We’re now closing in on 50 tracks on the playlist, and quite frankly, I’m tired. So let’s just give a quick shout-out to New York’s resurgent rock scene in the early 2000s, where venues like Arlene’s Grocery in the Lower East Side played host to up-and-coming acts like the Strokes. The city obviously continues to be a major player in pretty much every genre imaginable–to the point, indeed, that it’s gotten tricky to point to any current musical movement as intrinsically “New York.” Perhaps the ultimate symbol for this new, oddly homogenizing hegemony is 19-year-old rapper Desiigner, who hails from Bedford-Stuyvesant, Brooklyn and has achieved major local radio success, but bought the beat for his viral hit “Panda” on the web from a producer based in Manchester, U.K., and copped his flow almost entirely from Atlanta rapper Future.
And maybe that’s the lesson to take away from all this. Maybe what we’re really seeing here in mid-2016 is the final death rattle of regional distinctions in music, which have been steadily eroding since the 1980s. Or maybe it’s just the decline of New York as a center for the truly new and revolutionary: now that it’s turning into a high-priced playground for yuppies and gentrifiers, it’s hard to imagine anything like the late-’70s punk or hip-hop scenes getting the opportunity to thrive.

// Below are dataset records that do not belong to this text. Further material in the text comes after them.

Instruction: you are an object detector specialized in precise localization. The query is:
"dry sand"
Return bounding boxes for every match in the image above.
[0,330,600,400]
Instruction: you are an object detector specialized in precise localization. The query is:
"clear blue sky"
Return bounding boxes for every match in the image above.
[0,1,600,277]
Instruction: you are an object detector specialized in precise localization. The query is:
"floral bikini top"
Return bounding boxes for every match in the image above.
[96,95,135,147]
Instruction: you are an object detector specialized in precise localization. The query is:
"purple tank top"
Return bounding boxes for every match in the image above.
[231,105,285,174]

But let’s not end this short history with a proclamation of doom. At the very least, New York City continues to spread its cultural influence through sheer brute force: whatever happens to its indigenous culture, any metropolis with such a massive concentration of people and such a rich, storied history will always be impossible to ignore. I just can’t help continuing to hold out hope that in 20 years, it will still be more than blocks upon blocks of high-end retailers and upscale dining experiences. Even if that does happen, though, we can take comfort that the imaginary New York will stick around for as long as we need it to–and that, in the end, is probably more important than the “real” one.